Apple’s controversial NeuralHash child abuse photo detection algorithm can also recognize images that have a different format or compression. A researcher has looked at the code, and says that it can also cause collisions.
Researcher Asuhariet Ygvar this week posted a tool on GitHub that creates its own version of NeuralHash. According to Ygvar, he got the code for this from iOS 14.3, which already contained the code. He managed to build a tool using reverse engineering. With Ygvar’s tool it is possible to try out the detection system on other phones before it is finally rolled out for all users. It is a Python script that can be used to find out the NeuralMatch hash on iOS or macOS. NeuralHash is the hashing algorithm that Apple will use in iOS 15. Ygvar says in a post on Reddit that he hopes researchers can “better understand” the algorithm and Apple’s technology with his tool.
Ygvar says initial experiments with the tool show that NeuralHash can handle scaling or compressing images. This means that an image will keep the same hash if it is compressed or resized. This does not happen when cropping or rotating images.
Other researchers have already started working with the tool. One of them discovered that it is possible to cause a collision. That means two different images will produce the same hash. With many old hash algorithms such as MD5 or sha-1, this has become easy in recent years, so that they are no longer seen as safe. Ygvar confirms on GitHub that such a collision is indeed possible. When introducing the technology, Apple said there was “a one in a trillion chance” that there would be a hash match between two unrelated images.
Apple says in a conversation with journalists that the company has taken such collisions into account. Safeguards are said to have been built in so that users are not falsely suspected of uploading child abuse images. For example, Apple only receives a warning if at least thirty matches have been found. In addition, someone with malicious intent would have to access the hash database that Apple uses, which is not publicly available.
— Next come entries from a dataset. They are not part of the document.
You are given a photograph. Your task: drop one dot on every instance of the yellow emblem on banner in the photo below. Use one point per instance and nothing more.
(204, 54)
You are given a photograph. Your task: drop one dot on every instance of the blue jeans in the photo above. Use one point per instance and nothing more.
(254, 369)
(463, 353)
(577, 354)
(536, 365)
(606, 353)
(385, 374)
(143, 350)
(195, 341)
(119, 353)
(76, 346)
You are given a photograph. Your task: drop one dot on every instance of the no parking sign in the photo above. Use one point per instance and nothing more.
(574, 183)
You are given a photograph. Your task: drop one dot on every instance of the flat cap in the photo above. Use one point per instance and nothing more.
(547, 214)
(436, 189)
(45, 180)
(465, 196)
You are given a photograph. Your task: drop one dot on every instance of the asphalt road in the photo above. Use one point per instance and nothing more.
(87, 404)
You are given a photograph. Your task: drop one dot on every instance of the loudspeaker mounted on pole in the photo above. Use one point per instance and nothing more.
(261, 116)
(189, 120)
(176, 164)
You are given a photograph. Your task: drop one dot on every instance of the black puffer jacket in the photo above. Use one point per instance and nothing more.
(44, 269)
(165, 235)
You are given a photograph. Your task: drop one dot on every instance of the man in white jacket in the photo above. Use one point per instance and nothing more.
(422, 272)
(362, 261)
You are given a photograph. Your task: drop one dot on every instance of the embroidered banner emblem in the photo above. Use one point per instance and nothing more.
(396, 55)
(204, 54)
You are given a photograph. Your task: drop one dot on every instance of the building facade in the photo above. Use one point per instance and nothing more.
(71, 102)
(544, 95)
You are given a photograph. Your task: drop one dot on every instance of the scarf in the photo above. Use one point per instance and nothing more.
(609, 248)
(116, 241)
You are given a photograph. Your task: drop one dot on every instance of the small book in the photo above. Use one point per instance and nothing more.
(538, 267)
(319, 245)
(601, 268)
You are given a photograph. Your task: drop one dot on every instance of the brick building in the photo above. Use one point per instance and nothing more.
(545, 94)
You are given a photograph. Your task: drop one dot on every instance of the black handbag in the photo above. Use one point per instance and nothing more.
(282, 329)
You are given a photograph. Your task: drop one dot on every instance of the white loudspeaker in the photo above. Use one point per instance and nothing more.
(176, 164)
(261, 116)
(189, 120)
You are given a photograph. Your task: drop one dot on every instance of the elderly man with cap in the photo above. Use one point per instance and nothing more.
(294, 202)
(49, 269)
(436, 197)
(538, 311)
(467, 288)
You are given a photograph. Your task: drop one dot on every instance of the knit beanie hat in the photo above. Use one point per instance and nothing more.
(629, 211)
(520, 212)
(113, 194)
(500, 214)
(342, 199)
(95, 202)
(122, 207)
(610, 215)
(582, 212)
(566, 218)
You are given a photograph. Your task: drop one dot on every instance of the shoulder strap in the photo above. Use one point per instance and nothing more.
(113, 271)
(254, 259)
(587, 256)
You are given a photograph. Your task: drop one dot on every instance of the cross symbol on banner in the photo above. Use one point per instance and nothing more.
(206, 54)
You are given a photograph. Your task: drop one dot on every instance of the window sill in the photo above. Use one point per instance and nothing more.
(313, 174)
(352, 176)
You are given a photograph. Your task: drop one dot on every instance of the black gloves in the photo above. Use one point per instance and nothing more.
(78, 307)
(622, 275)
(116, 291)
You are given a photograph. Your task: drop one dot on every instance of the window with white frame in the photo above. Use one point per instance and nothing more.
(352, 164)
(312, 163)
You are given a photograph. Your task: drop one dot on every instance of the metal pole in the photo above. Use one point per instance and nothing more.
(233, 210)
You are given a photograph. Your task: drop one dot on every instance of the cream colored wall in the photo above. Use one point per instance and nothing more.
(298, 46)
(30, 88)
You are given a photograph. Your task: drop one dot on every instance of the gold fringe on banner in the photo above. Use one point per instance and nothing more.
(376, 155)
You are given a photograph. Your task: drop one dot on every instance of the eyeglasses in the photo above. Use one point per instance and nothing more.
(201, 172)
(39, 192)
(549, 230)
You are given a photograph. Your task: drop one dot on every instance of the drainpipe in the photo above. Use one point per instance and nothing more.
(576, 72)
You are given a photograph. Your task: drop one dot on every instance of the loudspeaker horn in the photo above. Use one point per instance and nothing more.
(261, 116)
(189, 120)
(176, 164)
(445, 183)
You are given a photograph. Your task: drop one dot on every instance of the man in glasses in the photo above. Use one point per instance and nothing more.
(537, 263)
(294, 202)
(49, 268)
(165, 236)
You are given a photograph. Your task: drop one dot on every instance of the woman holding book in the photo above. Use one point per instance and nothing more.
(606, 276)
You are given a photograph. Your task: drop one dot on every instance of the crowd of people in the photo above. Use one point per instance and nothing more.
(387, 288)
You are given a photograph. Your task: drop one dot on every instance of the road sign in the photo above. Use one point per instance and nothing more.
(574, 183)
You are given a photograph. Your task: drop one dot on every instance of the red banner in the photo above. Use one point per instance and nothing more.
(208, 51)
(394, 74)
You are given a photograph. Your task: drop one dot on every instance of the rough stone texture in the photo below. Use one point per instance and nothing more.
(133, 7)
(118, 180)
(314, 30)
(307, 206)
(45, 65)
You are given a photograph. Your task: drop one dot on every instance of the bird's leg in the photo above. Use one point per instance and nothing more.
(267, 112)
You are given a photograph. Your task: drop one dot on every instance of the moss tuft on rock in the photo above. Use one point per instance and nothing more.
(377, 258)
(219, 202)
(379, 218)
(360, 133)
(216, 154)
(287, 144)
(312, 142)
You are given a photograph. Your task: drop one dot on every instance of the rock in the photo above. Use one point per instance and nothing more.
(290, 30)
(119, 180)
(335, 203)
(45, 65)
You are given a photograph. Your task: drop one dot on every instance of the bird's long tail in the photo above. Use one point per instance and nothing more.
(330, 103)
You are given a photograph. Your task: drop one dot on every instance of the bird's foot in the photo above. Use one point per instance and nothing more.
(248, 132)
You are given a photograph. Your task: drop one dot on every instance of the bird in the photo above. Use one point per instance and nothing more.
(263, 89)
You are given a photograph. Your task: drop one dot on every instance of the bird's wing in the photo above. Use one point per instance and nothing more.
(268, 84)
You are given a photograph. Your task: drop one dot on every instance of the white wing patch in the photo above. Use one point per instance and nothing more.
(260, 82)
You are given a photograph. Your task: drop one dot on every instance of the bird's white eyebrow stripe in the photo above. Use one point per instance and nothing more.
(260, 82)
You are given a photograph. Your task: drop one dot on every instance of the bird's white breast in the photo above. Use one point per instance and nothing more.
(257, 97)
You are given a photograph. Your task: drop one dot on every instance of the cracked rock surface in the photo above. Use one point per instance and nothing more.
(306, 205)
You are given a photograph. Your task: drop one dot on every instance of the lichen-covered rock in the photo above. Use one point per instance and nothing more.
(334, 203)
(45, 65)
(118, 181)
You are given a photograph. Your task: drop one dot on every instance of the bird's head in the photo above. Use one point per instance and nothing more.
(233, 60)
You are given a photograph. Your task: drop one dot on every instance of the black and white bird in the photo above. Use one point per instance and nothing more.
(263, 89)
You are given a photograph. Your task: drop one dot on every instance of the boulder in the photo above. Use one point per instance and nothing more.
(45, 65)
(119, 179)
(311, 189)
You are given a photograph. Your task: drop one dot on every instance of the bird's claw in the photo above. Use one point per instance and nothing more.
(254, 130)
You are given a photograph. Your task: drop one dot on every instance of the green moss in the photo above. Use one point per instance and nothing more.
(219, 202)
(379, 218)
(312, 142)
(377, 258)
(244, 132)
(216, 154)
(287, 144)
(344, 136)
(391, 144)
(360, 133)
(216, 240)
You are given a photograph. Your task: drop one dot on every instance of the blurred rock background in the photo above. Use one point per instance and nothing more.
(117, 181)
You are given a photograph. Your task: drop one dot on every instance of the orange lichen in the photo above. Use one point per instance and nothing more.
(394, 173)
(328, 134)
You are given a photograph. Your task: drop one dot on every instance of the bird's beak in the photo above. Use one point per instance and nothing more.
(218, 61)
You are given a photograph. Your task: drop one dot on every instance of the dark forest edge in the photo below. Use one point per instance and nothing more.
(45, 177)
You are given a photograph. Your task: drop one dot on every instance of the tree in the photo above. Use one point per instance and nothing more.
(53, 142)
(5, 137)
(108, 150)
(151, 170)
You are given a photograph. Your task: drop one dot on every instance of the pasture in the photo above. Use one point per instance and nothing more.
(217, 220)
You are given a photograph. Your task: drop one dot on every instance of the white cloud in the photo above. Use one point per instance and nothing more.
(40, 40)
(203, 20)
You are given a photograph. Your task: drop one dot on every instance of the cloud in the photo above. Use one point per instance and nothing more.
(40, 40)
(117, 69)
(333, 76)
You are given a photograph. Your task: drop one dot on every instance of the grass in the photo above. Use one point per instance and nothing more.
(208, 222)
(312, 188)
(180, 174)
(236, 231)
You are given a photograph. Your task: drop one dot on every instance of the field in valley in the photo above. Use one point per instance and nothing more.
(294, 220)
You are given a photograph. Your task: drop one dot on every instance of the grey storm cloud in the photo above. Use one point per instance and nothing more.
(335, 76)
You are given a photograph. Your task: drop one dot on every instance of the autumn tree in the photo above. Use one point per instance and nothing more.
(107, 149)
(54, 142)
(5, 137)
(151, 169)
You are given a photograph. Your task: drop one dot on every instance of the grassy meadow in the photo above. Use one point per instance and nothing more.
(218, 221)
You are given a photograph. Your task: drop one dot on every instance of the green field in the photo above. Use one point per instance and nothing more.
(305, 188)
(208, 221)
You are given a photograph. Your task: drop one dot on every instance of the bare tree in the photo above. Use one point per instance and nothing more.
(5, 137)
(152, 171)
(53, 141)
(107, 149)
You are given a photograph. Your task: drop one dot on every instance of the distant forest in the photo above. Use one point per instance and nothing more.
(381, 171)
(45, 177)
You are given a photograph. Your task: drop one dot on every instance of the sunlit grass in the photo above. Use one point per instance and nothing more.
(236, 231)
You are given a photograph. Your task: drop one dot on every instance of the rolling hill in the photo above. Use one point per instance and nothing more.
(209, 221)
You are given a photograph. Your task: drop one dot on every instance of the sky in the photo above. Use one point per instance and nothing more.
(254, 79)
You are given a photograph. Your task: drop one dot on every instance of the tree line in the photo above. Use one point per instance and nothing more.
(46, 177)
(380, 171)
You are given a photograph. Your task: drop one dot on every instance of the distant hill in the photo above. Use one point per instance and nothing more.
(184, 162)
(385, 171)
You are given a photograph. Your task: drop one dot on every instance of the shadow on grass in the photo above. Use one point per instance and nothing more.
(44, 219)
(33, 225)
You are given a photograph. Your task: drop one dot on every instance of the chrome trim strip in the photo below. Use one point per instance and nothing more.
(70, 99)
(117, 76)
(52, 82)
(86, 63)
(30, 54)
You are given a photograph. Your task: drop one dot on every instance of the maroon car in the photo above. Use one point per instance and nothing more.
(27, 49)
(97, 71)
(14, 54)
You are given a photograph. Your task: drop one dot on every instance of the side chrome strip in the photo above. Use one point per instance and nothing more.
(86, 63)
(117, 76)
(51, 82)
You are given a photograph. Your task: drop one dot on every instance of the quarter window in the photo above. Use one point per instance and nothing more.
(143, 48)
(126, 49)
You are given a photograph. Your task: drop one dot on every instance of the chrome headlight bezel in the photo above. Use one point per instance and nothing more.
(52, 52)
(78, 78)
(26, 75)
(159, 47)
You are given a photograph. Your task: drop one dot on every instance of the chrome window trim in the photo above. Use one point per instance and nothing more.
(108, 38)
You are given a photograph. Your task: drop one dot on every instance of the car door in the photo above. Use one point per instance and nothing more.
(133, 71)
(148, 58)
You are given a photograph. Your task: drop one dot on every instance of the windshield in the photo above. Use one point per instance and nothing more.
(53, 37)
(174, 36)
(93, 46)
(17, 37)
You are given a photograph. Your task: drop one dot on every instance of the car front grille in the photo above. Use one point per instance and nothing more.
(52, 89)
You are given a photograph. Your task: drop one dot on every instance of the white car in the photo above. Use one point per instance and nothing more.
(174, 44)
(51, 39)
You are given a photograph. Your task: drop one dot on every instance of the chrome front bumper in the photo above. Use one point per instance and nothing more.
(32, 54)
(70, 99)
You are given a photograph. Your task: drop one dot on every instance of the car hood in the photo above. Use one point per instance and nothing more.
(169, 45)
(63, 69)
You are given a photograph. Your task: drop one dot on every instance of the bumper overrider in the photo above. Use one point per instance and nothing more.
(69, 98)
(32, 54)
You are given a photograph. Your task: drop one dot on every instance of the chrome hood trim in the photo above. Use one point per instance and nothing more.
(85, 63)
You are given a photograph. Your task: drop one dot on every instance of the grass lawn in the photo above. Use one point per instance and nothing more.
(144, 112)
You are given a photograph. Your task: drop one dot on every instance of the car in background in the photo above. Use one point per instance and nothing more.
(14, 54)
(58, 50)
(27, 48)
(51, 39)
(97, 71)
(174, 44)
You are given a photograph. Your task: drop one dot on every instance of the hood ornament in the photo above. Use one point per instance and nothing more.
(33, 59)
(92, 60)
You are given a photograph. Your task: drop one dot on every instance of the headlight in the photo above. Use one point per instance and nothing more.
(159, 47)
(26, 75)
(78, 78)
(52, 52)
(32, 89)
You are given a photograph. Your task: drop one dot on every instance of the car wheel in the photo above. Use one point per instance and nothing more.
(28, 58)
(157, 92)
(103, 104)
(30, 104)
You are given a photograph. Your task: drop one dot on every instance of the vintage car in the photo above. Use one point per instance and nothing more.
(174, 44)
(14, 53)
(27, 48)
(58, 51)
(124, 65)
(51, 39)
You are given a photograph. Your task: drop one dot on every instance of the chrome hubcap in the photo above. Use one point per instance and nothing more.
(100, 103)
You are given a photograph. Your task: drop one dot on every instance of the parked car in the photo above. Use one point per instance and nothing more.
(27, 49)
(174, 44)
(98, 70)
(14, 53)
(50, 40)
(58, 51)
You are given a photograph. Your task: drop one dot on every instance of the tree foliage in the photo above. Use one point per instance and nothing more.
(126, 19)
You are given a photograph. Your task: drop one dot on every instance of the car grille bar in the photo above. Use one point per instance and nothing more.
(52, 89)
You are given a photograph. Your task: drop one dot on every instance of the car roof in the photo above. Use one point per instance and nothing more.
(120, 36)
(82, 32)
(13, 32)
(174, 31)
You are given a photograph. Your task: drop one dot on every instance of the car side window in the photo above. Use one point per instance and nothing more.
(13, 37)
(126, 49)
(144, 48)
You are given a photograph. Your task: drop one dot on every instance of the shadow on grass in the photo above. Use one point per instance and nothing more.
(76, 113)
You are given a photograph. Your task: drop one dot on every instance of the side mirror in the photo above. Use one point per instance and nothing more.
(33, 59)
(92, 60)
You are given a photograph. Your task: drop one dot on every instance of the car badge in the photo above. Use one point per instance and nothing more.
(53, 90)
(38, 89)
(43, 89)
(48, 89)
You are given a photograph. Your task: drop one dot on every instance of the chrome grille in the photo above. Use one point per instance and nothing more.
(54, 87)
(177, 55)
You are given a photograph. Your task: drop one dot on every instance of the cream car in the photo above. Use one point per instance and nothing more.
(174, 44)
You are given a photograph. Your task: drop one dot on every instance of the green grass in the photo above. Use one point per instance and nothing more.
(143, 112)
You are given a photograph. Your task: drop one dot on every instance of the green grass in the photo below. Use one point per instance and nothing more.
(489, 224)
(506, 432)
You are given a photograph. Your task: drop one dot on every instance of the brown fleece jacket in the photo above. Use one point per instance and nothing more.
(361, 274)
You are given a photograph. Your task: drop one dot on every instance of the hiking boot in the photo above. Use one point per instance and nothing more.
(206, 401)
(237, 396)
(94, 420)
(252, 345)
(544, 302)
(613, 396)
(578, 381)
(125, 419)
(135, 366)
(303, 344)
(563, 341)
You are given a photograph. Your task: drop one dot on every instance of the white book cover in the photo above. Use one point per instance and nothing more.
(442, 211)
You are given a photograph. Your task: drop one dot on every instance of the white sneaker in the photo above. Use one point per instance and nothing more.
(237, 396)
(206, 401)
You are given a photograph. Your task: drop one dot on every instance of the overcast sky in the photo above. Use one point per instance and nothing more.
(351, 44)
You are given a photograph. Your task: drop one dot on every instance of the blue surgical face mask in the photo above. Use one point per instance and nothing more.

Apple announced so-called csam scanning last week. The company will locally scan iPhones and iPads for child sexual abuse material by hashing photos uploaded to iCloud and comparing those hashes with hashes from a database at the National Center for Missing and Exploited Children. The plan has been heavily criticized by security researchers, privacy activists and legal experts. That criticism concerns, among other things, that activists fear that Apple will also use the technology in the future for other unwanted image material such as terrorism or that governments will pressure Apple to censor other unwanted image material with the technology.